Guerres du Vietnam et d’Algérie Deux films
Guerres du Vietnam et d’Algérie
Deux films
Vus par hasard à trois jours d’intervalle, deux films bien différents sur les guerres des États-Unis au Vietnam par un cinéaste étasunien (1) et de la France en Algérie par un cinéaste français (2).
Le premier est un film de guerre, classique, qui raconte un épisode d’après un fait réel qui s’est déroule en 1966.
Dans un bus, un homme jeune dévisage une jeune asiatique et s'endort.
Il se retrouve dans la guerre du Vietnam. Une permission de sortie ayant été refusée, son supérieur, un sergent, avec trois de ses hommes, enlève une jeune fille dans le but de la violer. Le héros du film ne cesse d'exprimer son désaccord jusqu'à se mettre en danger.

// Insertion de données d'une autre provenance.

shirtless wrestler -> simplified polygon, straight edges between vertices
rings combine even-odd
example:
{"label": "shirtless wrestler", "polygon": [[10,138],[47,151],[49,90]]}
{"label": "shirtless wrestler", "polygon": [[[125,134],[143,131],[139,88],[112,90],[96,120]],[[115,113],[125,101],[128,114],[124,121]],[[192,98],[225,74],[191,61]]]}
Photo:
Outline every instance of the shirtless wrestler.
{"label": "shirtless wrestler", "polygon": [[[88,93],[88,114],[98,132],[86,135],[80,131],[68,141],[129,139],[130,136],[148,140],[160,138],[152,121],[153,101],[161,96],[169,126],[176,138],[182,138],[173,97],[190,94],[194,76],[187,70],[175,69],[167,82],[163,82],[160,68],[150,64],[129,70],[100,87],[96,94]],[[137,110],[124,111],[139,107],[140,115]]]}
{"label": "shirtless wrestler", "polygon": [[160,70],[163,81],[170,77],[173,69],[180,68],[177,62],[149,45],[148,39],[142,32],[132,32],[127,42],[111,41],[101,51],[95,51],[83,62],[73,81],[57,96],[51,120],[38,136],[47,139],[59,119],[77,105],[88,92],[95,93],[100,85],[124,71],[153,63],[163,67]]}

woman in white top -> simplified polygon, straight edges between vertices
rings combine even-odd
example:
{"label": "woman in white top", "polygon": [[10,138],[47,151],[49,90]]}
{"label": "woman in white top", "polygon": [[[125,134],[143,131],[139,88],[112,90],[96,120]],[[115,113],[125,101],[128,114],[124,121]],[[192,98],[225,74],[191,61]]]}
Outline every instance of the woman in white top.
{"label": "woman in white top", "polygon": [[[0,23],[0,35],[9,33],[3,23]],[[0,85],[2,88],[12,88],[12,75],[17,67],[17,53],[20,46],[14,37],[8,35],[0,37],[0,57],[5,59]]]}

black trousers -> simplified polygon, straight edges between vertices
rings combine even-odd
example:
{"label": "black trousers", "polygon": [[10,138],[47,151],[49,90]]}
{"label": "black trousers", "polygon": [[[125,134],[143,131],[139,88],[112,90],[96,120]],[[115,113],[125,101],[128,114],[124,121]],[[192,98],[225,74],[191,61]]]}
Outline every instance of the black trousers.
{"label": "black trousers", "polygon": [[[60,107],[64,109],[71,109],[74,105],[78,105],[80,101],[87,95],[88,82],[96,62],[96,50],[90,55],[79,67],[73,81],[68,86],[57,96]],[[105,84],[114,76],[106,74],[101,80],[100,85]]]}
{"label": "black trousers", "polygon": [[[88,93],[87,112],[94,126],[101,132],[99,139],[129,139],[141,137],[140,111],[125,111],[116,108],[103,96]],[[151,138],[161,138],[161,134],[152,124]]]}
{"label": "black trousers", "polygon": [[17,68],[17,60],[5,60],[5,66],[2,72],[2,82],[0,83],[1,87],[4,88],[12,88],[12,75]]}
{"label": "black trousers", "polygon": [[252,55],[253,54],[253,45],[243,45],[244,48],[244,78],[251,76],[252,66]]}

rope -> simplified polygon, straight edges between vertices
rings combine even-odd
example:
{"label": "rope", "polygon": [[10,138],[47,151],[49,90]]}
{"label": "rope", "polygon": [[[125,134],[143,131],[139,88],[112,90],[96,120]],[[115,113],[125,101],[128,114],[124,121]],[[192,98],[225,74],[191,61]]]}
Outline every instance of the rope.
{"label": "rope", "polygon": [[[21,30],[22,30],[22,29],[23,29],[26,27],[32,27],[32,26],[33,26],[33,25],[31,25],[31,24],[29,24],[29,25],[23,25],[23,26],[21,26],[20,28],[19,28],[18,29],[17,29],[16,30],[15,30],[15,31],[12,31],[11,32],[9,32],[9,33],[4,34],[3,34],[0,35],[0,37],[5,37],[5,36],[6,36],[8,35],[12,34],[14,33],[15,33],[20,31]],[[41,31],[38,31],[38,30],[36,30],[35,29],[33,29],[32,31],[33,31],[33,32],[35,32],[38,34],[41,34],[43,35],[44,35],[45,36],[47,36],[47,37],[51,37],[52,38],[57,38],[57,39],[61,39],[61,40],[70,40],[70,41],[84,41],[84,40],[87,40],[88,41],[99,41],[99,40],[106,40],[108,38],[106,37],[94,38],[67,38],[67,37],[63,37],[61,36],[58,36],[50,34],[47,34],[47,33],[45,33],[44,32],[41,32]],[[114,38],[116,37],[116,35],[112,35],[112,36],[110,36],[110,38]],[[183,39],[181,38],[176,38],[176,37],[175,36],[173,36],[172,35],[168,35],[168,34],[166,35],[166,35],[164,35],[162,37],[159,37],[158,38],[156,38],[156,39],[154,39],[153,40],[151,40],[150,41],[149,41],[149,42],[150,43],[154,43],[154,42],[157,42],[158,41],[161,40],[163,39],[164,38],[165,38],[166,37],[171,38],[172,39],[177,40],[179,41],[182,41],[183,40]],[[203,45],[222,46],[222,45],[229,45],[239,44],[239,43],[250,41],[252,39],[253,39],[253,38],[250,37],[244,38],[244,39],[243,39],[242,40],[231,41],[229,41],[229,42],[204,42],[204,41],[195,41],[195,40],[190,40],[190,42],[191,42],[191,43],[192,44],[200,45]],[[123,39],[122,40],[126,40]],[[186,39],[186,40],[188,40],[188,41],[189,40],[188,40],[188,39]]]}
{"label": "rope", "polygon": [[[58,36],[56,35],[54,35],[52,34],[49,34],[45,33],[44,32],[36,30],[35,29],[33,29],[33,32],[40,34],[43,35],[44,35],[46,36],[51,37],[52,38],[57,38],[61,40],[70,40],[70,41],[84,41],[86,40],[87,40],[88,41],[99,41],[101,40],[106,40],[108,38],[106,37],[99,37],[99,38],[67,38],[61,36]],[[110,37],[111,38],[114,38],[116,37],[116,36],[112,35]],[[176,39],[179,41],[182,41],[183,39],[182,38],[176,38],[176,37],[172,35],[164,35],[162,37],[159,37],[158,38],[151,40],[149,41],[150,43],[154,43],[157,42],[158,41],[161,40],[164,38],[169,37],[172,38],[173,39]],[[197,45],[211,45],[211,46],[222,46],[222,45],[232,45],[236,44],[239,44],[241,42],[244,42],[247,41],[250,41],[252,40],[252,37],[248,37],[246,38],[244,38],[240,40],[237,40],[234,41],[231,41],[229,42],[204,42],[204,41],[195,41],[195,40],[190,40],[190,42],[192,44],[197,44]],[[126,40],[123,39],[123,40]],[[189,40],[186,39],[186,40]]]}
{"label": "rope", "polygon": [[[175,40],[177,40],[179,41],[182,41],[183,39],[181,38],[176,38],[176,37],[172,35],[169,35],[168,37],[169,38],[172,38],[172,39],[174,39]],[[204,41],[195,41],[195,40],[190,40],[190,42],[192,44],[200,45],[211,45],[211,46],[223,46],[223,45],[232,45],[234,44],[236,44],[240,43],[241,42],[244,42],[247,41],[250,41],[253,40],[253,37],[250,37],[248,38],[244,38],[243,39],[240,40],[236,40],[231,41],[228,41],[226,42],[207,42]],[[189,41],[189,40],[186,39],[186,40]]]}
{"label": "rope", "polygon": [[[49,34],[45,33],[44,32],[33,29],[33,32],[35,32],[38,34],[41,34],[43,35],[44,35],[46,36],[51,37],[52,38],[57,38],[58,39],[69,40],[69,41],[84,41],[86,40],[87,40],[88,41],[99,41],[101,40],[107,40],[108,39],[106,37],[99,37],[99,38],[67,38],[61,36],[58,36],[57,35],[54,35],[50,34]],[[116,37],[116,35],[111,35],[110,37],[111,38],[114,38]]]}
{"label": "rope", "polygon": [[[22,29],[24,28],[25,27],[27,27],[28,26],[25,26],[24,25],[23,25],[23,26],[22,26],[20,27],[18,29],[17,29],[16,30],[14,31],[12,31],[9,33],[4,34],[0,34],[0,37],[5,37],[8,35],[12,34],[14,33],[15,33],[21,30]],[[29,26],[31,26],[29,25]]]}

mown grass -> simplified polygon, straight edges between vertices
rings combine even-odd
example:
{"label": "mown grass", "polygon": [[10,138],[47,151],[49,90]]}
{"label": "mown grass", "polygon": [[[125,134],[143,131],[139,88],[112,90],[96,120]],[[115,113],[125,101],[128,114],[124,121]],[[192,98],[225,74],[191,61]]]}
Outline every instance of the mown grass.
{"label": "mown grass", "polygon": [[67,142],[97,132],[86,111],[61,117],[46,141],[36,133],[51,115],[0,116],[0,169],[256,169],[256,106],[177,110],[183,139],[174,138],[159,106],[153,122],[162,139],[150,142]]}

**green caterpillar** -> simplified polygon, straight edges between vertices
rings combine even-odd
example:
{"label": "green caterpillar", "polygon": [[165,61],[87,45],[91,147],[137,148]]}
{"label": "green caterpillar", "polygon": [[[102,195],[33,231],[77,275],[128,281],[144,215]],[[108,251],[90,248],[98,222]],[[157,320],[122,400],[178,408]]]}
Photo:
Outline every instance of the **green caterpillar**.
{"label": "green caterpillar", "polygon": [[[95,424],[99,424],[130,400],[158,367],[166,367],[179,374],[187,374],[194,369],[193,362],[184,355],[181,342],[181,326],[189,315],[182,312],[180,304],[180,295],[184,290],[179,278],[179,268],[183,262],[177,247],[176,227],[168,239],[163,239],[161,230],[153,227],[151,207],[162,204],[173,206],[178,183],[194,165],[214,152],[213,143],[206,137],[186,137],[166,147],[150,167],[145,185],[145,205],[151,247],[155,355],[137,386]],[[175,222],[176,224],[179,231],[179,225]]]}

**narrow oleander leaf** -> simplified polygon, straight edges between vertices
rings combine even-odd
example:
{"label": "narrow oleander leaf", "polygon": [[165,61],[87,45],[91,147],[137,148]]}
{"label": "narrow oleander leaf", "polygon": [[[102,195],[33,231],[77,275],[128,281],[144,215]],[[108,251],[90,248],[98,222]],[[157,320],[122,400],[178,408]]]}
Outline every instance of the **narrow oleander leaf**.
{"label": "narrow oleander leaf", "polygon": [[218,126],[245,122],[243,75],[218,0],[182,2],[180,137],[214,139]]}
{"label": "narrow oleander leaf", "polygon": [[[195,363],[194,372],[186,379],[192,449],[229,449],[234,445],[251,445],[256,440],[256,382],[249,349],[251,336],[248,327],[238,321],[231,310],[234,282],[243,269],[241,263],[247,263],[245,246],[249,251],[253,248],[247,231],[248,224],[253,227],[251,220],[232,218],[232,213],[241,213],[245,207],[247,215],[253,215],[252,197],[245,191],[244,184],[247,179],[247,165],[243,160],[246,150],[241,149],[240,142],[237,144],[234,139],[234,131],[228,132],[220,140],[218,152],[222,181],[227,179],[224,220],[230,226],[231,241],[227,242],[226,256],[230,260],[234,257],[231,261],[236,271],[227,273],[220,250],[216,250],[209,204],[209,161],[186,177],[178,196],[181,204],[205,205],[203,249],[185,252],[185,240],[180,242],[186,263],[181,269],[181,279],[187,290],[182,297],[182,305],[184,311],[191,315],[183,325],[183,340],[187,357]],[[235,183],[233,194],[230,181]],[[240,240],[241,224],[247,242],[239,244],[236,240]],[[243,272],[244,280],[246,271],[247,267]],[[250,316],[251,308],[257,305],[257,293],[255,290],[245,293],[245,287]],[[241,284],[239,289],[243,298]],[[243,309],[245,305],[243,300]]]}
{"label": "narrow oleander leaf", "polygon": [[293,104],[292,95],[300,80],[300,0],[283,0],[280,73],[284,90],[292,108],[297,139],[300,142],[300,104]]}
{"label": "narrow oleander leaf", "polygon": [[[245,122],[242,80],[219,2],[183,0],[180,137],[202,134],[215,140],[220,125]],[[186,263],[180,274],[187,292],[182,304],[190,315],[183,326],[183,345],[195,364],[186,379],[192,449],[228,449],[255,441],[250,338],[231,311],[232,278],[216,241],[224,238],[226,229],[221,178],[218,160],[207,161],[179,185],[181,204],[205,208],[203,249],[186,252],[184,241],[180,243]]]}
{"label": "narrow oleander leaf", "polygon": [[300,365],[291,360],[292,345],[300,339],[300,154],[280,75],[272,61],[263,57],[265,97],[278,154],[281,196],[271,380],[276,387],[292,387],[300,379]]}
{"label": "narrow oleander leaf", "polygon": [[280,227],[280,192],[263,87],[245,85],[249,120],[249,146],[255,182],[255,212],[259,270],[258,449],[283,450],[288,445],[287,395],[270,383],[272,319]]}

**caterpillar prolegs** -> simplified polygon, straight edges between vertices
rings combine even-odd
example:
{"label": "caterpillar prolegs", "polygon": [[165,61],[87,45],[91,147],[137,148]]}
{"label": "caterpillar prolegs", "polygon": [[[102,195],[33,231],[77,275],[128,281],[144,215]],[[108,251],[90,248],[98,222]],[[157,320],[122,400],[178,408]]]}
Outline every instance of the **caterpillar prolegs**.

Après qu’elle a été violée et blessée, il tente de la soigner mais ne peut la libérer. Au cours d’une attaque contre un groupe vietcong, ils l’assassinent. Le héros du film dénonce ces crimes malgré les tentatives de dissuasion de son commandement hiérarchique. Le sergent et ses complices sont condamnés en cour martiale.
Il se réveille dans le bus et revoit la jeune asiatique qui a suscité ce retour dans le passé. Vous avez fait un cauchemar mais je pense que c'est terminé maintenant, dit-elle.
C’est la dernière phrase du film. Mais ce n’est terminé ni pour ceux qui ont été au Vietnam, ni pour ceux qui ont été en Algérie.
Le second est un documentaire fait d’entretiens avec des hommes qui, entre 1954 et 1962, ont participé à la Guerre d’Algérie, qui ont connu les tortures, les corvées de bois (exécutions sommaires de prisonniers lors de fuites simulées)… qui n’ont pu oublier et qui, au moment de toucher la retraite d’ancien combattant, décident, enfin, de parler et de donner leur retraite à des associations algériennes. A l’occasion de retours en Algérie, ils retrouvent des anciens combattants de l’autre bord et essaient de nouer une solidarité fraternelle.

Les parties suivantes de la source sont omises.